If there’s a second thread that weaves itself alongside King No-One’s (completed by recently-joined bassist Rob Gration) message of hard-earned self-celebration, it’s one of an equal sense of hard work and determination. Having had a taste of success, but with no financial backing or support behind them, the band decided to take matters into their own hands, busking on the streets of York and building a fanbase in the most grassroots way possible. The money they made went back into the band to fund recordings; by the time they’d put some early songs online and announced a self-promoted gig in a small local venue, they’d already earned a following that was queueing down the street to get in.
“The shows went from 100 people to 600 people in no time, and before we knew it every show was selling out,” Zach says. “York’s a funny place but it just seemed to connect with people, and then that moved over to Leeds and Manchester and London and everywhere we went. When we sold out the [1,500 capacity] Ritz in Manchester we thought, maybe we don’t need to still be busking?!”
Yet though their busking days are over, the frontman credits those early years as integral to shaping the unstoppable live force that King No-One are today. Playing endlessly taught them to be tight and streamlined, whilst moving onto ‘proper’ stages gave Zach the opportunity to lean into his role as a performer with a platform and a voice. “The most important thing is that people who come feel part of something, that these shows are giving them a real sense of power,” he says. “I don’t want to be celebrated, I want the people at the show to be the stars and the heroes in their own stories, and that’s where the new music comes in.”
And so to forthcoming EP ‘Dead Hotel’. Having drip-fed a series of singles over the past few years following 2019’s debut ‘OOMM’ EP, the release marks the first step towards King No-One 2.0. The signature infectious pop-rock riffs and stadium-sized hooks are still present and correct, but this time, following a productive period in which Zach earned himself a Masters in songwriting, everything is souped up – from the probing lyrical world he creates to the ‘80s goth-indie drama that tinges its wares.

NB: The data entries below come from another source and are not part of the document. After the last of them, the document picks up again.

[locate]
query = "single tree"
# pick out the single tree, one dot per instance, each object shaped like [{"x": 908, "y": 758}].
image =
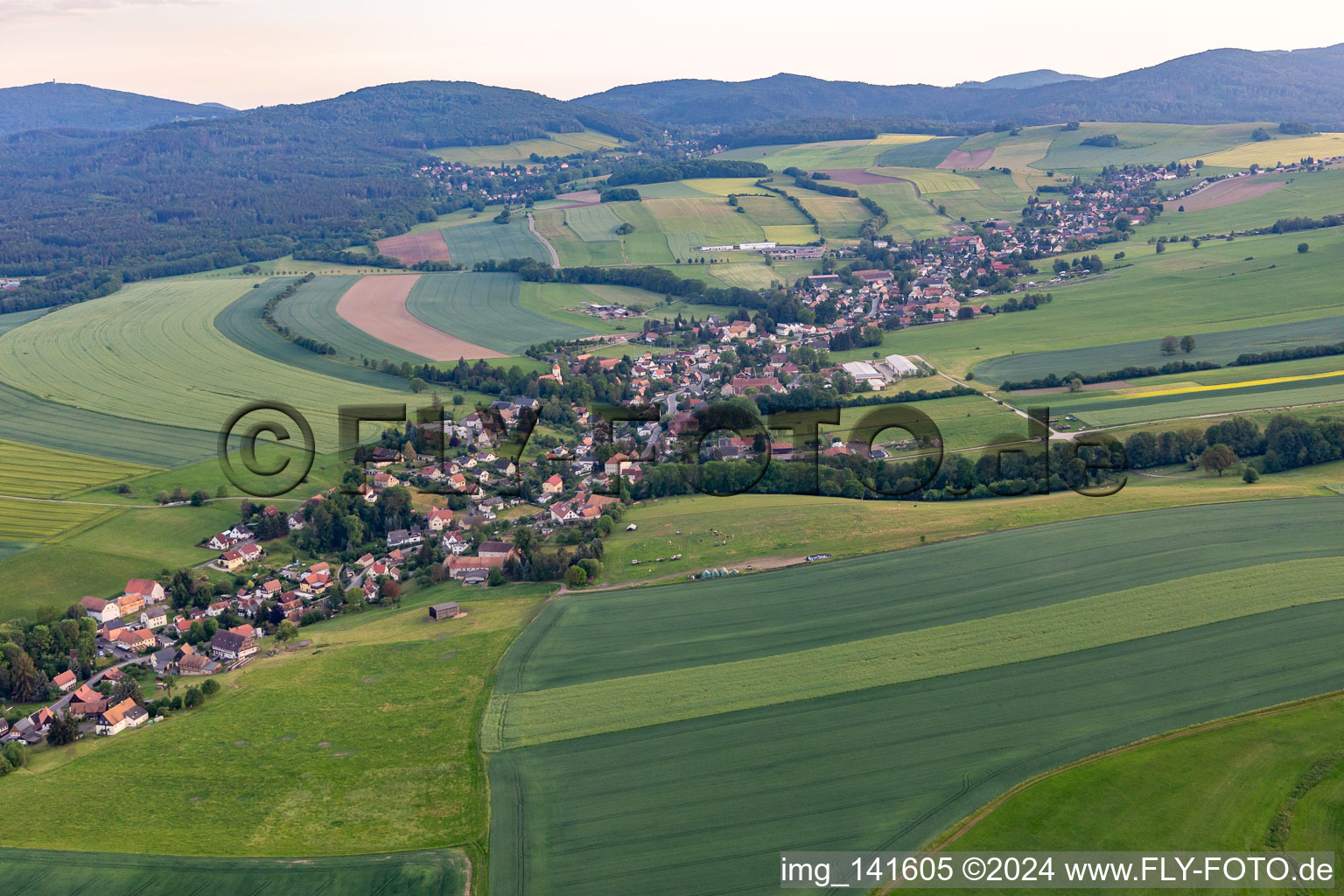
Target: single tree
[{"x": 1218, "y": 458}]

“We’re trying to create a little world with this EP, from the songs to the imagery to every idea that comes out – it’s all come from us,” Zach enthuses. “When you listen to that vinyl, you’re opening the door to the Dead Hotel and you can hear these concepts of nihilism and ego death and fragility. They’re the pillars of your typical societal human male all shattering because they’re a construct anyway.”
From the euphoric synths of its title track, via the tongue-in-cheek probe into the fragile mental ecosystem of the performer on ‘I Am Jesus’, via the existential earworm of ‘Forever Young’, ‘Dead Hotel’ is a place to spend the nights until the band’s long-awaited debut album arrives in due course: “a step,” says Zach, “towards the universe” that people can expect from that release.
However, having become the first unsigned band to ever get booked for the NME/ Radio One stage at Reading and Leeds; having nurtured their fanbase from nothing to selling out shows up and down the country whilst remaining completely independent; having cultivated and built a band that really means something, not just for its members but for all the fans that are also seeking something truer and better from life, expectation is something that King No-One are never ones to be bound by.